Why Catastrophic Health Insurance Is Good For Small Businesses
Not every small business hits the ground running. Some take time to develop, and some don’t ever become big businesses. Typically, these businesses don’t have a lot of extra money lying around and only employ a few individuals.
With typical group health insurance, the employer usually pays up to fifty percent of the insurance premiums every month, while the employee is responsible for the rest. Small businesses that do not have a lot of operating money can still offer their employees emergency medical insurance by opting for a catastrophic health insurance plan. This is due to the fact that premiums are generally low (depending on the deductible you choose).

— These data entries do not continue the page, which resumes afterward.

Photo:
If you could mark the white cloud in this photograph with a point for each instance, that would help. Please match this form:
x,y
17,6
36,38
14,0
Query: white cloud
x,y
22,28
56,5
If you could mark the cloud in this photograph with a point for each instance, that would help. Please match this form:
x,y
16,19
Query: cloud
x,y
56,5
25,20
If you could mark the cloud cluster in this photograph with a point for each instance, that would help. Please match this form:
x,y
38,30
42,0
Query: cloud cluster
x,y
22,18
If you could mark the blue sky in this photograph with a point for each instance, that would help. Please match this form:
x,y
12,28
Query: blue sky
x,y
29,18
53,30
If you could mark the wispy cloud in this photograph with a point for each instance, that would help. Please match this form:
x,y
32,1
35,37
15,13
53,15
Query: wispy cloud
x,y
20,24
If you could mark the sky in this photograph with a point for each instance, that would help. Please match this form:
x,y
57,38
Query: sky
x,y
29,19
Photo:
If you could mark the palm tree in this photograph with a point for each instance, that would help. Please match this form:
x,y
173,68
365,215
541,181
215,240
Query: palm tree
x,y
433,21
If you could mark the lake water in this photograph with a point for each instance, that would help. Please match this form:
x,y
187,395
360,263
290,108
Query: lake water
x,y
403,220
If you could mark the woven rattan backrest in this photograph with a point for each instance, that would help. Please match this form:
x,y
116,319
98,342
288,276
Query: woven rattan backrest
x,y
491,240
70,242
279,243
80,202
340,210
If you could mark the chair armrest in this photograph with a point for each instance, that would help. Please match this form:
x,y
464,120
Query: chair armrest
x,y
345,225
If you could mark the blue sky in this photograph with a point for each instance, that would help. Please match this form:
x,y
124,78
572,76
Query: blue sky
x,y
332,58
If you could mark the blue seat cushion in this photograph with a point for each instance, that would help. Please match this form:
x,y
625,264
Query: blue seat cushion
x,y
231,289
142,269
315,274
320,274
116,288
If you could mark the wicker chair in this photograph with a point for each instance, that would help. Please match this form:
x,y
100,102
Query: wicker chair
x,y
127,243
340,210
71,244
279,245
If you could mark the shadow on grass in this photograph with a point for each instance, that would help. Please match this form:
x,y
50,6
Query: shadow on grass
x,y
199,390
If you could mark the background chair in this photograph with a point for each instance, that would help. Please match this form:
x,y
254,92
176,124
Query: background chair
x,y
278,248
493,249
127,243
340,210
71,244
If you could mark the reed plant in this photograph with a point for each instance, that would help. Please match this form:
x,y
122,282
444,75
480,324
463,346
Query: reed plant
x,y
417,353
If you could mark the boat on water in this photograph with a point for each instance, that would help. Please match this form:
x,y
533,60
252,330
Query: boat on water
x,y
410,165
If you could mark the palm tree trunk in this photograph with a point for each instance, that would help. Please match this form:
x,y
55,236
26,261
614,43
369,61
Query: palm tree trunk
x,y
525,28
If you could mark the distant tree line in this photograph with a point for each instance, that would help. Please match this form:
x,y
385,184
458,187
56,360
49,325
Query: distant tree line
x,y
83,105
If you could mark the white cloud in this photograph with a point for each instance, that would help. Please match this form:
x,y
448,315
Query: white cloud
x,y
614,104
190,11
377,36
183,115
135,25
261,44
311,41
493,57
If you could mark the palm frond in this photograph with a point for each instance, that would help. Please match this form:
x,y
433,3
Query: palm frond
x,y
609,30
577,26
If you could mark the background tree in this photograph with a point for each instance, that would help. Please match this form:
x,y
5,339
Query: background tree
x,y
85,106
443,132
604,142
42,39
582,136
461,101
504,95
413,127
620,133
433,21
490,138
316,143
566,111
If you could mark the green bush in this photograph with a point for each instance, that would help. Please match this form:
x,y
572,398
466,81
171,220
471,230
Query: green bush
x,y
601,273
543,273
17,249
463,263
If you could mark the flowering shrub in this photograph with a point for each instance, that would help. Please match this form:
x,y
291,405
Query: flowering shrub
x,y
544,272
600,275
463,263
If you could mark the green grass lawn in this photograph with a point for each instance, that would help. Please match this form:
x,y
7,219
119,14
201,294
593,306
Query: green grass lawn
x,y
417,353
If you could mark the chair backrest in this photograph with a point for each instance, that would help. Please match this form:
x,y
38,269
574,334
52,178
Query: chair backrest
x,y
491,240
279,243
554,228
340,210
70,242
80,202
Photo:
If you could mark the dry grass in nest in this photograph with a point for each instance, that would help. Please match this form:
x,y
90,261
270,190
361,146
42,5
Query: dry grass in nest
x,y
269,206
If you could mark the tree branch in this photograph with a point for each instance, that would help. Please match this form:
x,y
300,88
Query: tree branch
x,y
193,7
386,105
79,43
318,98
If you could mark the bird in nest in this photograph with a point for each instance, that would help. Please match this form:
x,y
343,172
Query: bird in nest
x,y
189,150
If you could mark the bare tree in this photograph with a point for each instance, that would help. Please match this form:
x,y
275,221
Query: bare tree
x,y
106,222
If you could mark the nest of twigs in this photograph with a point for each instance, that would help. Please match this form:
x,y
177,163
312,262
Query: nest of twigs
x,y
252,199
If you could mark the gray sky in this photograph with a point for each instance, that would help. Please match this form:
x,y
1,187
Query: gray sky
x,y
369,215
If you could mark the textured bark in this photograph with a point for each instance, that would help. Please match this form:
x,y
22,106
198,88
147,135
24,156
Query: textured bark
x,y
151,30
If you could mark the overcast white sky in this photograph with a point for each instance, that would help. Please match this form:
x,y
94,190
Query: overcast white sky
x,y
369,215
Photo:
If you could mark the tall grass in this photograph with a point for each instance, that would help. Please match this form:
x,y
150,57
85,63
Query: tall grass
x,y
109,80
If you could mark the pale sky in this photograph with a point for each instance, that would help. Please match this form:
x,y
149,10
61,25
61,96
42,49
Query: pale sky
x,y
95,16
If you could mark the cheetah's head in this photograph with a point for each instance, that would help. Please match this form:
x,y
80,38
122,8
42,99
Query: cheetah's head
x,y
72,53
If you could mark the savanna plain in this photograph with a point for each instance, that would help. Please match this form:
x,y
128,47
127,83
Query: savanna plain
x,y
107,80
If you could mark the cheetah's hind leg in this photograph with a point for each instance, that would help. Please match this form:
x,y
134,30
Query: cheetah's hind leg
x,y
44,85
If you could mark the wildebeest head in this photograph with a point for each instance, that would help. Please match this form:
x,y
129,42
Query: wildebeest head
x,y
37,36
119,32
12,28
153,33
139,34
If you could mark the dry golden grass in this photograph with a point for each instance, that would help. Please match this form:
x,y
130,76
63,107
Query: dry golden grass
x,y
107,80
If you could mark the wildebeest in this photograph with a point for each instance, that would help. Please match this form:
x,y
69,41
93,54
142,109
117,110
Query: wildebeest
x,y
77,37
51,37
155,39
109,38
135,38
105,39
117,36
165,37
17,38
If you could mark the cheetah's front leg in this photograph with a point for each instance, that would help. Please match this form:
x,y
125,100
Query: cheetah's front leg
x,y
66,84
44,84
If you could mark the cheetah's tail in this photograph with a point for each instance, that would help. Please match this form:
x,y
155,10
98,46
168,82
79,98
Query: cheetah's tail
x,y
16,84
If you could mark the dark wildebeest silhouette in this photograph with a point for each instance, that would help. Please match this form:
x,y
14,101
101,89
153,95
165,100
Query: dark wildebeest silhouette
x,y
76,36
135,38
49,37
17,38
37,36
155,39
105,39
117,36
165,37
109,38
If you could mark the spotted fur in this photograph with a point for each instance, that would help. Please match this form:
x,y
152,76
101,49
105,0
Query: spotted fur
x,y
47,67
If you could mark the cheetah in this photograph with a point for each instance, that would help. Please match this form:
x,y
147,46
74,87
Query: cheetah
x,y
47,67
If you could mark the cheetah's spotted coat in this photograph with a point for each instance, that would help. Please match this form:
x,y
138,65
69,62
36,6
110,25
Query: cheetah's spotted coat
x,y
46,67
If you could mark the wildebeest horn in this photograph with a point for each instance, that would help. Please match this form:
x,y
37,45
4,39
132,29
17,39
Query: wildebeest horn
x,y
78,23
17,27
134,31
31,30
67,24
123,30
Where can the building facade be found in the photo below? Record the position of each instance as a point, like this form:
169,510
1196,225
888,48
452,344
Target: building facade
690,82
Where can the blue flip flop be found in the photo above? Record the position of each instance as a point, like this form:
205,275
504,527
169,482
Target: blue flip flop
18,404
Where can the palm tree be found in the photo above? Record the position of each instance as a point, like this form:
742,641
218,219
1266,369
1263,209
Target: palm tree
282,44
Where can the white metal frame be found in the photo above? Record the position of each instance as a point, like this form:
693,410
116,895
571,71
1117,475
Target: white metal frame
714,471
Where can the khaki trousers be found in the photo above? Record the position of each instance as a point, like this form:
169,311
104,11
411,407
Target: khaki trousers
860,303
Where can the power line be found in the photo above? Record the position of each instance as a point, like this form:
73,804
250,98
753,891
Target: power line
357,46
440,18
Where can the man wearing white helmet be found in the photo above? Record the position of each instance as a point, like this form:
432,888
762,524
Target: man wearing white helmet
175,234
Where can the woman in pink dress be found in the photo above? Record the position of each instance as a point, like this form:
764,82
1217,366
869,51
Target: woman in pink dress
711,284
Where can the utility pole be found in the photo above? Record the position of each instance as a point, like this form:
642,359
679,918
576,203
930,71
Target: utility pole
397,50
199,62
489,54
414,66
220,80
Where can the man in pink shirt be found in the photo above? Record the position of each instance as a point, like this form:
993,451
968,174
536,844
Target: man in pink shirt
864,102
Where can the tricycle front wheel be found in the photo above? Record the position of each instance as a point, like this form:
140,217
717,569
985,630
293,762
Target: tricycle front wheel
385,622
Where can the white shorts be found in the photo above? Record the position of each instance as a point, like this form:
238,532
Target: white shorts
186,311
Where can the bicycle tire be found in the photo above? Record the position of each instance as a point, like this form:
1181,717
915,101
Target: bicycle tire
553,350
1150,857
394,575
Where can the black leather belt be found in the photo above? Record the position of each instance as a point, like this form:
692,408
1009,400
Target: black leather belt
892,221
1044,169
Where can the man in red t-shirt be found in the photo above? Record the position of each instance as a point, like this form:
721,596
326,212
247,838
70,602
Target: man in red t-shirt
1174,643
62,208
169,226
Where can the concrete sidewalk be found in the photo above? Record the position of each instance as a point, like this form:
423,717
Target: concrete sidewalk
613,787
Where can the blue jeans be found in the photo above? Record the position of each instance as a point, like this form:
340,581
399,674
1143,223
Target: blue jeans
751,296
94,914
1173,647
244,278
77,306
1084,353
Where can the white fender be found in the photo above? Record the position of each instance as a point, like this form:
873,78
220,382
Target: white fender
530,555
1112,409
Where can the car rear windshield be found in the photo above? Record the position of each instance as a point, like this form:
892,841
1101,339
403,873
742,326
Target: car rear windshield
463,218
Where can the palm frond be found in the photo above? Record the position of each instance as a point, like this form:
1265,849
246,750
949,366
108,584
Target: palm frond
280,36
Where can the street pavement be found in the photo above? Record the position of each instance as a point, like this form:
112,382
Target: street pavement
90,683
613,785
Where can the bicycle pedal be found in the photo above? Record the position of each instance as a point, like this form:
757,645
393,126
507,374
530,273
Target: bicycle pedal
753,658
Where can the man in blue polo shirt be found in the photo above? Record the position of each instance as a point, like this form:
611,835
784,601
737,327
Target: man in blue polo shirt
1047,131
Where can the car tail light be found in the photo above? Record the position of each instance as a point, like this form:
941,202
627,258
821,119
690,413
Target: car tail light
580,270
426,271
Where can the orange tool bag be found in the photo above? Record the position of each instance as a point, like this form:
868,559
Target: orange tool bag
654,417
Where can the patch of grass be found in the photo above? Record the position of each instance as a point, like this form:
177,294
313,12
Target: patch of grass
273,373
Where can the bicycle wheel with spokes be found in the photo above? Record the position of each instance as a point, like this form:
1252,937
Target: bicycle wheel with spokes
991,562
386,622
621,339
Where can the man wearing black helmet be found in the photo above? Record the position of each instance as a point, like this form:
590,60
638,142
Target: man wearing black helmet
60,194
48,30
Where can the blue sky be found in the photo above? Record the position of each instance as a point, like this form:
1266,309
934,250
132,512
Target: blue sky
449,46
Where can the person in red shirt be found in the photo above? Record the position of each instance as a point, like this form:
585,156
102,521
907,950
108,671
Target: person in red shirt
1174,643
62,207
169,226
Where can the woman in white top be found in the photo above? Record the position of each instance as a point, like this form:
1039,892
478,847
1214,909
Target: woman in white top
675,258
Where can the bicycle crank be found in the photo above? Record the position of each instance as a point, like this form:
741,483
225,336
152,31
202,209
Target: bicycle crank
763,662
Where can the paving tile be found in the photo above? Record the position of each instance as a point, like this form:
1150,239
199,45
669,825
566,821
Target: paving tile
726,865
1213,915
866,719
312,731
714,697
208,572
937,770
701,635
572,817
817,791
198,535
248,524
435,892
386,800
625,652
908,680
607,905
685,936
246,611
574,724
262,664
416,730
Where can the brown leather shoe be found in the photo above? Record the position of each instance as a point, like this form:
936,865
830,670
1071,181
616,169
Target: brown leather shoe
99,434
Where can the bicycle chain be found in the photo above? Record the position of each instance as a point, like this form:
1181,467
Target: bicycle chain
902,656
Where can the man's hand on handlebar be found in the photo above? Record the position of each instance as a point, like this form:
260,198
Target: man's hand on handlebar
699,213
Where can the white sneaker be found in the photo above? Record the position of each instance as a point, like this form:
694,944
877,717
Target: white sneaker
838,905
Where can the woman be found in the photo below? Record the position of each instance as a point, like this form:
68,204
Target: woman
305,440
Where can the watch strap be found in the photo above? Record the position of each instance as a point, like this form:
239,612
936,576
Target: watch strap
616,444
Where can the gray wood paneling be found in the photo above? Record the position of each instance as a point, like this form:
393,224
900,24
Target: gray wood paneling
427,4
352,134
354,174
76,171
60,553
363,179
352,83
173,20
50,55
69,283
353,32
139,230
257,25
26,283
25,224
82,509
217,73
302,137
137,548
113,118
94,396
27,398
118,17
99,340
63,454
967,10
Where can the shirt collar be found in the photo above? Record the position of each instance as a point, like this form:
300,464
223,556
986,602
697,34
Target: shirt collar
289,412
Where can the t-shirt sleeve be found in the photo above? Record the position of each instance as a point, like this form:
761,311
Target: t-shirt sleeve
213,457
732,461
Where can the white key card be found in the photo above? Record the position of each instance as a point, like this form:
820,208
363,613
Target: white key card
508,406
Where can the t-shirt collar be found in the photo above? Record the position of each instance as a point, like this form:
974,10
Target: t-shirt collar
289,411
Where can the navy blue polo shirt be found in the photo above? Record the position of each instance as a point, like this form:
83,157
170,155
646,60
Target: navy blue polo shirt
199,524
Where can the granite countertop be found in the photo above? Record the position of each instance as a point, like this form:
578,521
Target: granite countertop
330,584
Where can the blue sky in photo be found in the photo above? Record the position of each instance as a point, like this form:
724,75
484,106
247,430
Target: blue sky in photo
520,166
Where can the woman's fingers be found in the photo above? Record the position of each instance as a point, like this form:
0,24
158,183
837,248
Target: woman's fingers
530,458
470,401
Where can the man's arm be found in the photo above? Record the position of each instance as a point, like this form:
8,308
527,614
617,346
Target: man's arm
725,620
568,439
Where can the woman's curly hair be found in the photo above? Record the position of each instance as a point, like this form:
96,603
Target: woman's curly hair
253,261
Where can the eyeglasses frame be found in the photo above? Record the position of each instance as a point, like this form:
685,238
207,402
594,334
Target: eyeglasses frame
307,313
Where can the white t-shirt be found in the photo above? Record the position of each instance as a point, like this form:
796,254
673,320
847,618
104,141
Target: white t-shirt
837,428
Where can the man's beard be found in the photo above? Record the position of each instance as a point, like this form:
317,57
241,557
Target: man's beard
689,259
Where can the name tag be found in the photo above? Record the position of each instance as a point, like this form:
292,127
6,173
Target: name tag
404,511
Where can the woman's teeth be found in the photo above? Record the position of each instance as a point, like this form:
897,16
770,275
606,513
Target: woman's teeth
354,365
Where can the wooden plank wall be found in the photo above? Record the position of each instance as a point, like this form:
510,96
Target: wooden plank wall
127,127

Small business must compete with larger business to gain and keep employees. Offering health benefits, even in the form of emergency coverage, is an important part of maintaining employee satisfaction. Offering medical insurance will make your business more attractive to new hires and help to retain the staff you are currently working with.
How Much Will the Employees Have to Pay Out of Pocket if an Emergency Situation Occurs?
Catastrophic health insurance has low premiums, but what will your employees have to pay if they have to go to the hospital?
The majority of the time, normal doctor’s visits and prescriptions will need to be purchased with cash from your employees own pocket until the annual deductible is met. Depending on the type of catastrophic health insurance plan you choose, once the deductible is satisfied, your employees doctor and specialist visits may be covered. If an emergency occurs which requires your employee to go the hospital, anything above the deductible will be covered by the insurance. Normally these deductibles are between $500 and $1500 annually.
This type of health insurance does not usually cover pre-existing conditions and psychological conditions. Pregnancy is also something that is not usually covered by catastrophic health insurance. Again, depending on the plan you choose, certain riders can be purchased to expand the coverage.
Catastrophic health insurance can be a helpful solution to small businesses that don’t have the financial resources to provide regular group health insurance to their employees. Although this type of insurance does not cover all of your employees basic medical needs, it will help them during an emergency. If your employees can afford to pay for their own doctor’s visits and prescriptions but still need coverage in case something unexpected happens, catastrophic health insurance may be the right choice for your business.
Before deciding on any catastrophic health insurance plan, get a few quotes to compare coverage, deductibles, and any rules or stipulations that apply.